Dün öğle sularında dostum ünlü yazar, düşünür, konuşur ve de söylenir sevgili Can Ertan’ı aradım “nerdesin, napıyosun, gel bi kahve içelim “diye?
Meğerse Şahin Gençal’ın adaylığını açıkladığı yemekli toplantıda tavuğu fazla kaçırınca motoru bir hayli bozmuş Can Ertan.
Bir haftadır evde kendi kendine kaynamış suya eser miktarda tuz ve şeker ilave ederek “serum tedavisi” uyguluyormuş.
Neyse ki “artık düzeldim, bu gün iyiyim” dedi ve buluştuk.
Aramıza tesadüfen CHP’li dostlardan Halil Yüklenir de katılınca sevgili Can alışık olduğu mekanlardan Kent Meydanı’ndaki Starbucks’a doğru yöneldi.
“Yahu Can” dedim, “Kapitalizmle ilgili söylenip duruyor, onlara da verip veriştirip duruyorsun ama yine de bu adamların kurdukları işletmelere gidip oturuyorsun! Gel elin gavuruna, kapitalist sermayenin kahveci dükkanına vermeyelim bu gün parayı! Bak hava ne kadar güzel? Güneş bize tatlı tatlı gülümsüyor. Bu kentin en büyük şansı, ulu çınarlarının altında soluklanarak insanın kendini rahat hissedebileceği tarihi hanlarının olması. Gelin gidelim Koza Han’a? Ben size kendinizin seçeceği antika fincanlarda şöyle en az kırk yıllık hatırı olan köpüklü kahveler söyleyeyim. Sohbetimizi orada yapalım…”
İyi de yapmışız hani.
Sena ablamızın (Kaleli), Yahya abimizin (Şimşek), Kemal emmimizin (Demirel) ve daha nice aday adaylarının kulaklarını çınlatıp, dedikodularını yaptık azıcık gök kubbenin altında.
Ve hemen geçen son genel seçim arifesinde Can’la, aynı yerde hatta, oturduğumuz aynı masada izlediğimiz bir “aday adaylığı sendromunu” hatırlayarak epeyce de güldük.

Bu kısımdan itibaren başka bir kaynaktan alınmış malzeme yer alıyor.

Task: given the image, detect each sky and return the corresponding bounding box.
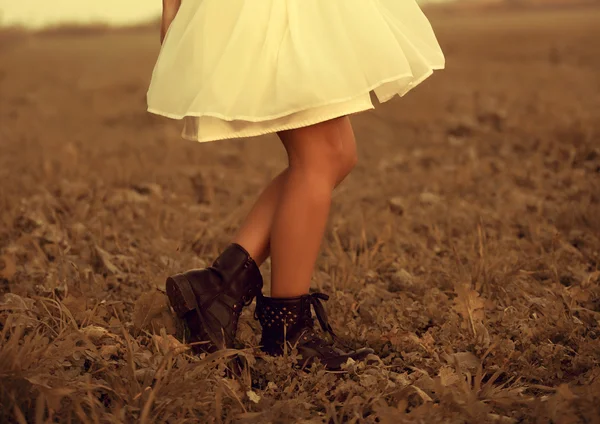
[0,0,446,29]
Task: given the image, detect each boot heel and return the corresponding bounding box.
[166,274,198,318]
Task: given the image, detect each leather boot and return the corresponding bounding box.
[254,292,374,370]
[166,243,263,353]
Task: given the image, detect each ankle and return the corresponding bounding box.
[270,289,310,298]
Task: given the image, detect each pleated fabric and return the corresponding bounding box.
[146,0,445,142]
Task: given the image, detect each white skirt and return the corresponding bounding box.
[146,0,445,142]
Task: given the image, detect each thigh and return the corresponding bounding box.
[276,116,357,168]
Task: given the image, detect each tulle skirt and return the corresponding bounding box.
[146,0,445,142]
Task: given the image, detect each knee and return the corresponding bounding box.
[293,139,357,184]
[327,133,358,185]
[339,140,358,180]
[282,118,358,183]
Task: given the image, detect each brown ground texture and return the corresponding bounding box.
[1,4,600,423]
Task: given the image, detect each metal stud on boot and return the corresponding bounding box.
[254,292,373,370]
[166,243,263,353]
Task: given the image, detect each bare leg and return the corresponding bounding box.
[269,116,357,297]
[231,168,289,267]
[232,118,357,270]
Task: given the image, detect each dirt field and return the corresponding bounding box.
[1,5,599,423]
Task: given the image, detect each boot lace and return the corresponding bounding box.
[305,293,336,340]
[299,292,357,352]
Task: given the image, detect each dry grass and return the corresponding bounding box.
[1,5,599,423]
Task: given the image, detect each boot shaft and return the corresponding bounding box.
[255,294,314,353]
[187,243,263,306]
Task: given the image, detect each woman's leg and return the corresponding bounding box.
[269,116,358,297]
[231,117,357,272]
[231,168,289,267]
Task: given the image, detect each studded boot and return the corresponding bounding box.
[254,292,374,370]
[166,243,263,353]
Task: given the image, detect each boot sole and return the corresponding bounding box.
[166,274,224,349]
[165,274,197,318]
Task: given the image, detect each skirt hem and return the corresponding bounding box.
[180,96,376,143]
[147,66,444,123]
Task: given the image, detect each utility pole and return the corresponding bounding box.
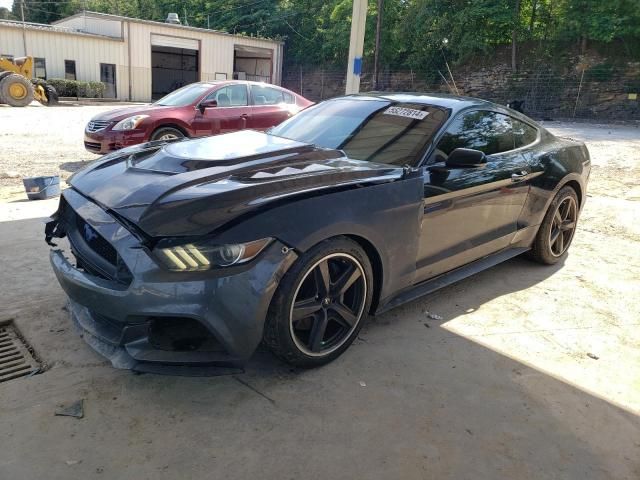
[183,6,188,26]
[207,15,210,29]
[373,0,383,90]
[345,0,367,95]
[20,0,27,56]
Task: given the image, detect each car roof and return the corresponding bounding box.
[340,92,496,113]
[195,80,291,88]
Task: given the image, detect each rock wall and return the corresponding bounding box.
[283,63,640,120]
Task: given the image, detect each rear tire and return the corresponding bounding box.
[263,237,373,368]
[529,186,579,265]
[150,126,185,141]
[0,74,34,107]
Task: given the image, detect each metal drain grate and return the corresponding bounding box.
[0,322,41,383]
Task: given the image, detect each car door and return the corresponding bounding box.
[248,84,292,130]
[415,110,532,281]
[191,84,251,136]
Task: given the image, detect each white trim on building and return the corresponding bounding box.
[0,11,284,102]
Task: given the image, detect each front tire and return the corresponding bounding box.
[264,237,373,368]
[0,74,34,107]
[529,186,579,265]
[150,126,185,141]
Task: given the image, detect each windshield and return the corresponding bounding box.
[154,83,212,106]
[269,98,449,165]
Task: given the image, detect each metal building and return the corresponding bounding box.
[0,11,284,101]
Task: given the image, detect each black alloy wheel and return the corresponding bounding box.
[549,195,578,257]
[529,186,580,265]
[264,236,373,367]
[289,253,367,356]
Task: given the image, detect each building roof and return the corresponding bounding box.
[51,11,283,45]
[0,18,122,41]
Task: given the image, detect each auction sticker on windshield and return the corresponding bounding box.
[383,106,429,120]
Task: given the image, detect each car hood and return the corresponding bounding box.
[68,130,405,237]
[89,104,178,122]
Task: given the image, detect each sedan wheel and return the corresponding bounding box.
[264,237,373,367]
[150,127,185,142]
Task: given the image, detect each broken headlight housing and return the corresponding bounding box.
[154,238,272,271]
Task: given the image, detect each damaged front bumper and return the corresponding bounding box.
[47,189,297,375]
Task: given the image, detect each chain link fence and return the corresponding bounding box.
[283,65,640,120]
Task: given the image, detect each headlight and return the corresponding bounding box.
[112,115,149,131]
[154,238,273,271]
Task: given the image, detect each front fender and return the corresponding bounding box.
[213,172,425,303]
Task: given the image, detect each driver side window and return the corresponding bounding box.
[432,110,515,162]
[205,84,248,107]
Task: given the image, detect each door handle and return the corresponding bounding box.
[240,114,249,118]
[511,170,529,182]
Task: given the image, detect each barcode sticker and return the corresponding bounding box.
[383,106,429,120]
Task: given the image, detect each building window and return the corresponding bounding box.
[64,60,76,80]
[34,58,47,79]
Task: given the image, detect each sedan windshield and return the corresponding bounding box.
[269,98,449,166]
[155,83,212,106]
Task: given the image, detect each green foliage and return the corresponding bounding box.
[47,79,105,98]
[11,0,640,69]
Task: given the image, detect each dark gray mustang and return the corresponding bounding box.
[46,93,590,374]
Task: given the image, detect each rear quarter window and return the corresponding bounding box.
[512,118,538,148]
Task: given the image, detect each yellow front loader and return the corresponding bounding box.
[0,56,58,107]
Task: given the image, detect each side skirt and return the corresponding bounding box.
[375,247,530,315]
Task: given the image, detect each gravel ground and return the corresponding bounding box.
[0,105,639,479]
[0,103,140,200]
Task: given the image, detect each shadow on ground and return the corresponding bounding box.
[0,216,638,480]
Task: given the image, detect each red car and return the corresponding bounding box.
[84,81,312,154]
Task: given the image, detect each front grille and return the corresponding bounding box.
[86,120,111,133]
[61,199,132,285]
[74,214,118,265]
[84,141,101,152]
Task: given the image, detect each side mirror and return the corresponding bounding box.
[445,148,487,168]
[198,99,217,113]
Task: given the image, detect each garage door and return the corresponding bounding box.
[151,45,199,100]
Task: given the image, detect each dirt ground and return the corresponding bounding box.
[0,104,639,480]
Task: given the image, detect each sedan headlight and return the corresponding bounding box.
[155,238,273,271]
[112,115,149,131]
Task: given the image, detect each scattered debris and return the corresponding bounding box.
[65,460,82,466]
[423,323,431,328]
[424,311,443,321]
[55,399,84,419]
[586,352,599,360]
[359,381,366,387]
[465,428,474,435]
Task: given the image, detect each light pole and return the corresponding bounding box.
[345,0,367,95]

Hiç unutmuyorum, yine dünkü gibi güneşli ve insana her türlü muzırlığı yaptıracak kadar da keyifli bir gündü.
Uzun yıllarını Bursa’da Cumhuriyet Halk Partisi’ne vermiş, bu partide çok önemli görevler üstlenmiş olan Can Ertan yine birine kızmış vaziyette söylenip duruyor!
Bu kez hedefinde kadın milletvekili aday adaylarından Avukat Nurhayat Altaca var.

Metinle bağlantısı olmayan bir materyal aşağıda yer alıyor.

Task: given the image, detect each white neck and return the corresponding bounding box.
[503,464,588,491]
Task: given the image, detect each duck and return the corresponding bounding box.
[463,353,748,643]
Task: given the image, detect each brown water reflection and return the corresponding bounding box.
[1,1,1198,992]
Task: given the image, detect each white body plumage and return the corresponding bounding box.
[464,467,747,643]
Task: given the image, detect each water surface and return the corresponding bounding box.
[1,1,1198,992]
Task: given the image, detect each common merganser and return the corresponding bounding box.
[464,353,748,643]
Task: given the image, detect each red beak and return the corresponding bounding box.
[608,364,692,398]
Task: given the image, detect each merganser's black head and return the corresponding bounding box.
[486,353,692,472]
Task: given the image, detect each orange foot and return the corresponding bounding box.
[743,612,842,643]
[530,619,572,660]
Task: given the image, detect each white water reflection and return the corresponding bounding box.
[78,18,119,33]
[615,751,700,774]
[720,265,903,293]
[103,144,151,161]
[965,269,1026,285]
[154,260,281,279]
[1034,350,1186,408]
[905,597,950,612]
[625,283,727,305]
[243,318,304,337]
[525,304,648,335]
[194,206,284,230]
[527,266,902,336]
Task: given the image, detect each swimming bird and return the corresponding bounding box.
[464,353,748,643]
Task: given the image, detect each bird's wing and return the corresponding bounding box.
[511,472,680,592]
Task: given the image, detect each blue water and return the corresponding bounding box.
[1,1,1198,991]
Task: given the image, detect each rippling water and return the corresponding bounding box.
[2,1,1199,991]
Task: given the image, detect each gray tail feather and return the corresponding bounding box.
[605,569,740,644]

“Neyine güveniyorlar da aday oluyorlar bu insanlar” diyor Can Ertan, “bir gün bile partinin kapısını çalmışlar mı? Omurgaları var mı? Bir gün bile dik bir duruş, çekinmeksizin dik bir tavır sergileyebilmişler mi? Siyasette ülke yönetiminde deneyimleri var mı? Koyuyorlar parayı ceplerine, ‘milletvekili olmak artık benim hakkım’ deyip aday oluyorlar! İnsan birazcık düşünüp saygı duyar bu partiye emek vermiş insanlara canım! Bu nasıl bir kendini bilmezliktir böyle!..”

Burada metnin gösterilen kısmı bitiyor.